In this test, we designed and fabricated two specimens labeled A-1 and A-2, which were both stacked with three pieces of piezoelectric ceramics PZT-5H, as shown in Figure 8. A-1 was in parallel connection mode and A-2 was in series connection mode. Each PZT-5H piece’s size was Φ20.00 × 7.50 mm and the overall size was Φ20.00 × 22.50 mm. The geometric parameters and loading scheme are shown in Table 2 and Table 3.

The open voltage peak–peak value U_p-p, the charge peak–peak value Q_p-p and the converted energy E of A-1 and A-2 are shown in Figure 9.

As seen in Figure 9, in the multilayer stack piezoelectric structure, the series connection voltage was higher and the charge quantity was lower as compared to the parallel connection. The generated electrical energy of specimen A-1 was more than that of A-2, which is not completely in accordance with Equations (7) and (10). This may be due to the differences in the material piezoelectric strain constant d₃₃, the relative dielectric constant ε_r and the accuracy of the measurement method. The charge quantity of A-1 was about three times that of A-2, which is close to the theoretical value. However, the open circuit voltage of A-1 was not about one third that of A-2. The series stack piezoelectric structure has a very high voltage and low current, which is not suitable for power extraction. On the premise that the total height and cross-sectional area of the piezoelectric unit remain unchanged, the parallel structure can optimize the voltage and current by adjusting the number of parallel layers, which cannot be realized by the series structure.

3.2. Test B: Determination of Number of Piezoelectric Unit Stacking Layers for Parrallel Connection Mode

The voltage and charge are affected by the number of layers of parallel stack structure. In this test, three specimens were designed, fabricated and labeled B-1, B-2 and B-3, which all had a multilayer parallel connection, as shown in Figure 10. The geometric parameters and loading scheme are shown in Table 4 and Table 5.

The open voltage peak–peak value U_p-p, the charge peak–peak value Q_p-p and the converted energy E of B-1, B-2 and B-3 are shown in Figure 11.

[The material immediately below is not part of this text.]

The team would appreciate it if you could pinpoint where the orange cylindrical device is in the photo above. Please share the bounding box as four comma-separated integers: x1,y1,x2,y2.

As shown in Figure 11, in the multilayer stack piezoelectric structure of parallel connection, as the number of layers increased, the open circuit voltage decreased and the charge increased. The ratio of charge quantity Q_B-1:Q_B-2:Q_B-3 was close to 3:4:5 and the ratio of open voltage U_B-1:U_B-2:U_B-3 was close to 1/3:1/4:1/5, as shown in Table 6.

The differences in the power generation may be caused by the differences of the piezoelectric coefficient d₃₃ and the relative dielectric constant ε_r, which cannot be guaranteed to be identical in the same batch of piezoelectric materials. The parallel structure can optimize the power extraction by increasing the number of layers. By adjusting the number of layers in the parallel stack structure, the energy can be optimized, but the total power generation cannot be significantly improved.

3.3. Test C: Determination of Height to Cross-Sectional Area Ratio of Stacking Structure

In this test, three specimens were labeled as C-1, C-2 and C-3. C-1, which were all in series connection mode, as shown in Figure 12. The geometric parameters and loading scheme are shown in Table 7 and Table 8.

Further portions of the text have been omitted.